Her question led to findings that suggest an even wider bias. She found racial disparities in emergency treatment for certain types of pain, specifically backaches and stomachaches. “Race is a big predictor of whether someone gets an opioid for pain or not,” says Singhal, who published the findings on August 8, 2016, in the journal PLOS One.
“Unconscious bias is a phenomenon that’s been very well documented,” says René Salazar, assistant dean for diversity and a professor of medical education at the University of Texas at Austin Dell Medical School, who did not participate in the study. “Here is yet another study that suggests disparities in how we prescribe.”
Singhal conducted the study with Renee Hsia, an ER physician at the University of California San Francisco (UCSF) Medical Center, and Yu-Yu Tien, a health services researcher at the University of Iowa. They examined data from the National Ambulatory Medical Care Survey, which contains approximately 60 million records of emergency room visits across the United States between 2007 and 2011.
The researchers focused on adults aged 18 to 65 who visited the ER complaining of pain during that five-year period. The study compared nondefinitive pain-related complaints—such as toothaches, stomachaches, and backaches—to complaints with clear diagnoses, such as fractures and kidney stones, and looked for disparities in prescribing patterns.
They found that non-Hispanic blacks were a half to two-thirds less likely to receive opioids for back or abdominal pain than non-Hispanic whites. The disparity applied to both prescription narcotics and one-time administration of an opioid drug in the ER.

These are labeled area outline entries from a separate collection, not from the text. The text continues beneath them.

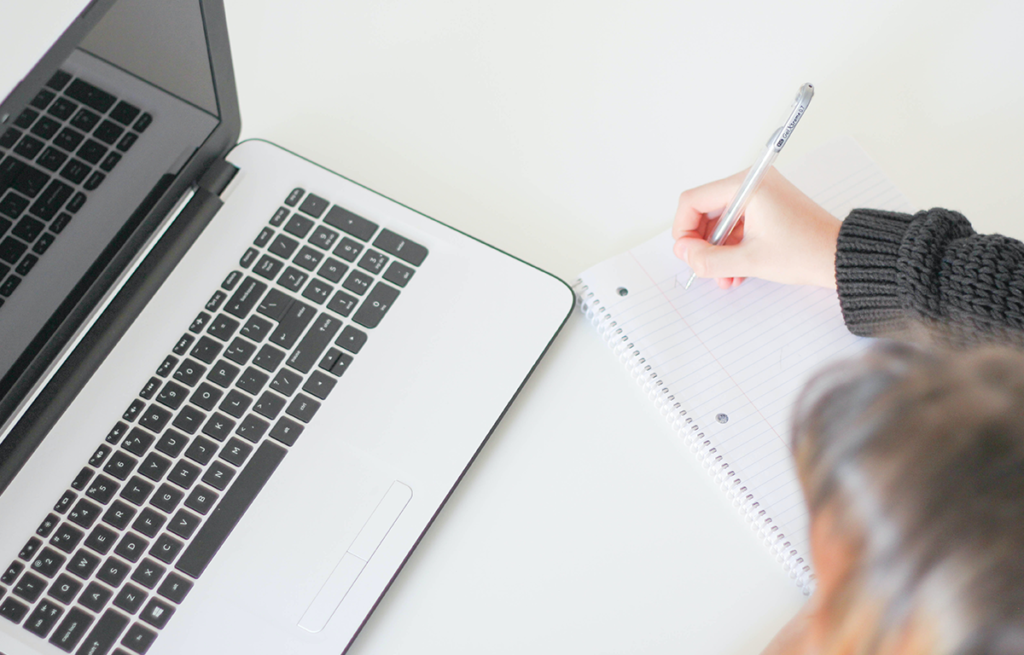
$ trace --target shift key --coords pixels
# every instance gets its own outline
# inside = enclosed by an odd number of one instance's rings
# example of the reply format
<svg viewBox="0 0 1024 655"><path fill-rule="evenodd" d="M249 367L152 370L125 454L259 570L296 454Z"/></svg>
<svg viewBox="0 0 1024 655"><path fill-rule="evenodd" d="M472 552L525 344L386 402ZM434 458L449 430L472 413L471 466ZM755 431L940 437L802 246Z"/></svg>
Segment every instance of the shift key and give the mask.
<svg viewBox="0 0 1024 655"><path fill-rule="evenodd" d="M311 305L296 300L281 317L278 329L270 335L270 341L286 350L291 350L302 335L302 331L315 315L316 310Z"/></svg>
<svg viewBox="0 0 1024 655"><path fill-rule="evenodd" d="M288 358L288 365L296 370L309 373L340 328L341 320L330 314L321 314L313 326L299 342L298 348Z"/></svg>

The findings add to mounting evidence of racial disparities in pain management. For instance, a 2012 study by researchers at the University of Pennsylvania found similar disparities in pain treatment in settings outside the ER, such as postsurgical pain.

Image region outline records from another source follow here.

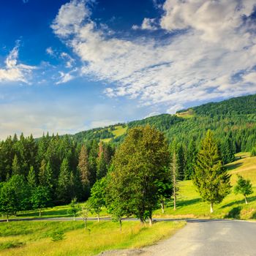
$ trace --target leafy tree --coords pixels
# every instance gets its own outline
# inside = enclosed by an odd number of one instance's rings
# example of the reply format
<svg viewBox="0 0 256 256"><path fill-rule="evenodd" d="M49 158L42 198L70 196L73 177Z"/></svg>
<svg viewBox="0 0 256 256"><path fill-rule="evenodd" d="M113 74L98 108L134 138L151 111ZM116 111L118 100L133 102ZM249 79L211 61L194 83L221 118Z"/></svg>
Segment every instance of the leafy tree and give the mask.
<svg viewBox="0 0 256 256"><path fill-rule="evenodd" d="M88 200L91 211L97 214L98 222L102 208L105 206L105 178L97 181L91 189L91 197Z"/></svg>
<svg viewBox="0 0 256 256"><path fill-rule="evenodd" d="M246 196L253 193L252 184L249 179L246 180L241 175L238 175L237 184L234 187L235 194L242 194L245 203L247 204Z"/></svg>
<svg viewBox="0 0 256 256"><path fill-rule="evenodd" d="M73 219L75 220L75 215L80 210L79 205L78 204L78 200L76 197L72 198L69 203L70 209L68 210L68 214L73 215Z"/></svg>
<svg viewBox="0 0 256 256"><path fill-rule="evenodd" d="M34 191L31 198L32 206L39 209L39 216L41 217L42 209L51 206L51 197L49 187L38 186Z"/></svg>
<svg viewBox="0 0 256 256"><path fill-rule="evenodd" d="M7 216L29 207L29 191L23 176L15 175L3 182L0 191L0 211Z"/></svg>
<svg viewBox="0 0 256 256"><path fill-rule="evenodd" d="M222 162L218 146L211 131L202 140L195 165L194 183L202 198L210 203L211 213L214 203L222 202L230 191L230 176Z"/></svg>
<svg viewBox="0 0 256 256"><path fill-rule="evenodd" d="M164 135L149 126L131 129L113 159L112 189L119 197L122 209L141 222L157 208L157 182L165 178L168 165L167 144ZM115 185L116 184L116 185Z"/></svg>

Such disparities come with downstream consequences. “Pain really affects your quality of life and productivity at work,” says Singhal. “It’s a contributing part of the picture for minorities, who on every count have poorer outcomes, whether it’s pain management, access to health care, health status, or life expectancy.”

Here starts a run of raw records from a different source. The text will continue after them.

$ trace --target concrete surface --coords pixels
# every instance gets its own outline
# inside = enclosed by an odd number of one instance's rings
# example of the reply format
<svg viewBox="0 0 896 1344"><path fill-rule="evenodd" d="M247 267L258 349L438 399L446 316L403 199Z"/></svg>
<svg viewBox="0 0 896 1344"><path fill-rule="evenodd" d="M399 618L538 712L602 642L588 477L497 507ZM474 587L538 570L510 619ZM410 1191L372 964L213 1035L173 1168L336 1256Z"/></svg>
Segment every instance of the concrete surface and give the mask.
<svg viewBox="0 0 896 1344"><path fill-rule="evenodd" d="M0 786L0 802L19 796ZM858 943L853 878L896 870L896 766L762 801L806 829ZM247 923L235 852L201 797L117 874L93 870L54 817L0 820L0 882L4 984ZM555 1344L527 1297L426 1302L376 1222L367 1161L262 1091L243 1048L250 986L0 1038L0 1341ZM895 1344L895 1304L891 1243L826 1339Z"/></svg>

The study found no racial disparities for definitive cases involving fractures and kidney stones, or for toothaches. The lack of disparity in opioid prescriptions for toothaches surprised Singhal, though she suspects that dental complaints may be more definitive than she expected. “Dental problems can have a specific clinical presentation, like swelling in the jaw or an obvious cavity,” she says.
While this pattern of discrimination denies some minority patients access to pain relief, it could also harm the white patients who more readily receive opioids. “Differential prescribing practice might actually be contributing to opioid abuse among whites,” says Singhal. “When they go to the ER, they are much more likely to get opioid prescriptions.”
Singhal speculates that provider bias is contributing to these racial disparities. While the study doesn’t directly link provider bias to prescribing disparities, health professionals are beginning to recognize that hidden biases may influence health care decisions.
Interventions that alert medical students to their unconscious biases may help. Salazar led efforts to develop such a program at UCSF. At Dell, he is expanding the program to include deans, faculty, residents, fellows, and staff. “Shining a light on yourself is one of the first steps to change,” he says.
Singhal would someday like to conduct another study that factors in such interventions to see if they lessen treatment disparities. “Sensitizing medical students is a long-term process, but I think these interventions could change clinical care,” she says.
In the more immediate future, Singhal hopes to analyze data from statewide Prescription Drug Monitoring Programs, which are being rolled out across the US. The programs are designed to help keep opioid prescriptions away from drug seekers by giving doctors access to patient drug-use history. “We want to see if access to past drug patterns of patients will lessen the biases we saw in this study,” she says.